In summary, although muscle connective tissue has often been relegated to a role supporting muscle structure and function, we demonstrate that muscle connective tissue fibroblasts dynamically control diaphragm morphogenesis and their interactions with muscle progenitors critically regulate the development of the diaphragm’s muscle and are a source of CDH. The role of mosaicism in human disease has received increasing attention in recent years57. Here we show in mice that mosaic mutations in muscle connective tissue have profound cellular and biomechanical consequences and lead to hernias. We hypothesize that early somatic mosaic mutations are critical for the etiology of CDH in humans, and this hypothesis will be tested in future experiments.

Online Methods

Materials and Methods

Mice

All mice have been previously published. We used Prx1Cre26, Pax3Cre31, and HPRTCre58 Cre alleles; RosaLacZ27 and RosamTmG59 Cre-responsive reporter alleles; and Pax3SpD32, Gata4fl33 mutant alleles. Gata4del/+ mice were generated by breeding Gata4fl mice to HPRTCre mice. Mice were back-crossed on to C57/Bl6J background. No statistical method was used to predetermine sample size; all animals were included; and the experiments were not randomized. Animal experiments were performed in accordance with protocols approved by the Institutional Animal Care and Use Committee at the University of Utah.

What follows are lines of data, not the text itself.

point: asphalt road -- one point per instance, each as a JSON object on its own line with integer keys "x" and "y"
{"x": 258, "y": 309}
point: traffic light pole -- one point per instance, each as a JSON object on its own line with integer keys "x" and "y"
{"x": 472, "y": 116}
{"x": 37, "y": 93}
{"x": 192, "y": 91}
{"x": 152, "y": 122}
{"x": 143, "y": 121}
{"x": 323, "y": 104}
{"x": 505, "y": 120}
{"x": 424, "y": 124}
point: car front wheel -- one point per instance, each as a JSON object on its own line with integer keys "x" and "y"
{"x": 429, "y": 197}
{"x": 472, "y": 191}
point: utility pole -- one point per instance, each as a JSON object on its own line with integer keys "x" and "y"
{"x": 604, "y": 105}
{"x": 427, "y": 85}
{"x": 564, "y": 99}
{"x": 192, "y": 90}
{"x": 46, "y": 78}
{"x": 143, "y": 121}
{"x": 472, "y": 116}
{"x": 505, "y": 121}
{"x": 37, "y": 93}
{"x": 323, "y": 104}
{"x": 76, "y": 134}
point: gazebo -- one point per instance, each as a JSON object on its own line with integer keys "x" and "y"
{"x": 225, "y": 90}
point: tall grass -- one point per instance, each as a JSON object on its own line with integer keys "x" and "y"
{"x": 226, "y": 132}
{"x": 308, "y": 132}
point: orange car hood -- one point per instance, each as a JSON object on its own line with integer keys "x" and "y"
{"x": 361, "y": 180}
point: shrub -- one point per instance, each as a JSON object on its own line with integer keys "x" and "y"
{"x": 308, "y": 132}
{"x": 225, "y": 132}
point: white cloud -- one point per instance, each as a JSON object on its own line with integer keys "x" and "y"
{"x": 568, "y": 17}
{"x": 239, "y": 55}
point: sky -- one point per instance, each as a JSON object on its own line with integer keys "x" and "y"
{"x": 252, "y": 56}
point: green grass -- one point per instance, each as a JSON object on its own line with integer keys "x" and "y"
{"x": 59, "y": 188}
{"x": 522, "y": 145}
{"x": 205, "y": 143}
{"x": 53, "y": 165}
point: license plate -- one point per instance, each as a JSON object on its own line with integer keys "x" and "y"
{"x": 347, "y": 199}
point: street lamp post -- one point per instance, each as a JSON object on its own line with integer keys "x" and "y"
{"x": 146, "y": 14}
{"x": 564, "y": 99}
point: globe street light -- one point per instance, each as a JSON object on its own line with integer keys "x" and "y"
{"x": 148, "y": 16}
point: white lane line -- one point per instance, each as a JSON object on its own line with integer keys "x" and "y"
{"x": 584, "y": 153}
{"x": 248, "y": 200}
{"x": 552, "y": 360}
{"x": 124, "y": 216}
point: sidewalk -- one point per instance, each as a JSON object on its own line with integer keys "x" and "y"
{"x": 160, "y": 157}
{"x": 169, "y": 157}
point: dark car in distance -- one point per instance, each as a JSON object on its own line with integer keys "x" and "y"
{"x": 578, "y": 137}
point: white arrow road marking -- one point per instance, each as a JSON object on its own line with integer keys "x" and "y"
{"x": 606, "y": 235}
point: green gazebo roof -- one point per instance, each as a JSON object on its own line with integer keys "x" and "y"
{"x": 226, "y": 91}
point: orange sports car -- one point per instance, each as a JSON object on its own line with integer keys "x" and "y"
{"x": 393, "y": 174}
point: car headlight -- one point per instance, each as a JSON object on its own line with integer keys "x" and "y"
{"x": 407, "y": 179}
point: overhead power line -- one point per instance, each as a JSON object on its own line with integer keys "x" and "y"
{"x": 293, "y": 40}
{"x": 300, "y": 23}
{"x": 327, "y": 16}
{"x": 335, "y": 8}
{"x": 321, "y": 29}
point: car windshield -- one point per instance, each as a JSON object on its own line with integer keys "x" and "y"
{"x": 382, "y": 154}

Immunofluorescence, β-Galactosidase staining, and microscopy

For section immunofluorescence, embryos were fixed, embedded, cryosectioned, and immunostained as described previously29. EdU (Life Technologies) was detected per manufacturer’s directions. For whole mount immunofluorescence, embryos were fixed 24 h in 4% PFA, dissected, incubated 24 hours in Dent’s bleach (1:2 30% H2O2:Dent’s fix), and stored in Dent’s fix (1:4 DMSO:MeOH) for at least 5 days. Embryos were washed in PBS, blocked 1h in 5% serum + 20% DMSO, incubated in primary antibody at room temperature 48 h, washed in PBS, incubated in secondary antibody 48 h, washed in PBS, and subjected to EdU reaction 1 h. Diaphragms were cleared in BABB (33% Benzyl Alcohol, 66% Benzyl Benzoate). AP-conjugated mouse IgG1 α My32 was incubated for 48 h and detected with 250 µg/ml NBT and 125 µg/ml BCIP (Sigma) in NTMT.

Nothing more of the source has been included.